Biomarkers for neuromyelitis optica

• Anti-AQP4 antibody is a sensitive diagnostic biomarker for neuromyelitis optica (NMO).
• Other candidate biomarkers for NMO are majorly involved in Th17 pathway and astrocytic damages.
• IL-6 is associated with anti-AQP4 antibody generation.
• GFAP levels in CSF demonstrate correlations with clinical severity of NMO relapses.
• Blocking IL-6 receptor by tocilizumab may be a potential treatment for NMO patients.

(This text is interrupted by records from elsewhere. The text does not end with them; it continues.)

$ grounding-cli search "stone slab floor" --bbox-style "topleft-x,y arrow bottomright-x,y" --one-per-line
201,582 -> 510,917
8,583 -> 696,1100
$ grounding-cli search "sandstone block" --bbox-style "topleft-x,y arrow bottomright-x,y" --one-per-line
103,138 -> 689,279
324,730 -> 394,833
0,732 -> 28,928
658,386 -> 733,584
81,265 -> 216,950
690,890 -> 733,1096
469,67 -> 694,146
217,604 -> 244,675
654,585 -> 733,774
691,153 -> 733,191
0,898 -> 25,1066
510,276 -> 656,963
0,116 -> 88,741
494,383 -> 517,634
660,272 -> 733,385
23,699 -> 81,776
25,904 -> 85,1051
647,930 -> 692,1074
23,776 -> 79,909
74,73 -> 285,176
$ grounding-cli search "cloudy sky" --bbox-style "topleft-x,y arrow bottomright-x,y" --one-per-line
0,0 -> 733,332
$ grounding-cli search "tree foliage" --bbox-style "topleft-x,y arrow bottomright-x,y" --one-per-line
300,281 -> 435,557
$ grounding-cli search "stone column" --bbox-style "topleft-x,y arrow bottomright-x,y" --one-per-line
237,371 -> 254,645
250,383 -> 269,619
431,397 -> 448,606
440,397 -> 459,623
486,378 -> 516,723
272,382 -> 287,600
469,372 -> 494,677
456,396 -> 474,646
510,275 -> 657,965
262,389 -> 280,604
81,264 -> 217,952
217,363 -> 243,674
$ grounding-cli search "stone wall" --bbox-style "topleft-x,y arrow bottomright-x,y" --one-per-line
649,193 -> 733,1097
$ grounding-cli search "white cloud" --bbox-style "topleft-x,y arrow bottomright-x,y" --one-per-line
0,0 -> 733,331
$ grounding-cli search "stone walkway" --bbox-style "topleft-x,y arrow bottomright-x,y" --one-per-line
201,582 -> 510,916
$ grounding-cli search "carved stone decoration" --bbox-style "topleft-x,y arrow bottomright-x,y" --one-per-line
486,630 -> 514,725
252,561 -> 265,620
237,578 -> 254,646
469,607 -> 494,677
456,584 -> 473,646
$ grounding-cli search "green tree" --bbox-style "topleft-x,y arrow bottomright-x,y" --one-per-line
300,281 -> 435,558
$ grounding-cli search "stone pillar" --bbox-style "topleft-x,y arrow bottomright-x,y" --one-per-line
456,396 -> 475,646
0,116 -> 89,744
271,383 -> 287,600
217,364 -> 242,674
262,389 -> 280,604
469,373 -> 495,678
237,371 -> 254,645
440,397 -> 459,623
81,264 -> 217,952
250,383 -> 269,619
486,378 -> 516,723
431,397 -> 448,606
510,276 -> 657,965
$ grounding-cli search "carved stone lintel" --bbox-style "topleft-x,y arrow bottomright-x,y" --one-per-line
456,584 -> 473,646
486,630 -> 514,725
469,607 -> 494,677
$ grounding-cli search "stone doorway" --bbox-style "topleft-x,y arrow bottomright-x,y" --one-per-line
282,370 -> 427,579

Neuromyelitis optica (NMO) is an acquired, heterogeneous inflammatory disorder, which is characterized by recurrent optic neuritis and longitudinally extensive spinal cord lesions. The discovery of the serum autoantibody marker, anti-aquaporin 4 (anti-AQP4) antibody, revolutionizes our understanding of pathogenesis of NMO. In addition to anti-AQP4 antibody, other biomarkers for NMO are also reported. These candidate biomarkers are particularly involved in T helper (Th)17 and astrocytic damages, which play a critical role in the development of NMO lesions. Among them, IL-6 in the peripheral blood is associated with anti-AQP4 antibody production. Glial fibrillary acidic protein (GFAP) in CSF demonstrates good correlations with clinical severity of NMO relapses. Detecting these useful biomarkers may be useful in the diagnosis and evaluation of disease activity of NMO. Development of compounds targeting these biomarkers may provide novel therapeutic strategies for NMO. This article will review the related biomarker studies in NMO and discuss the potential therapeutics targeting these biomarkers.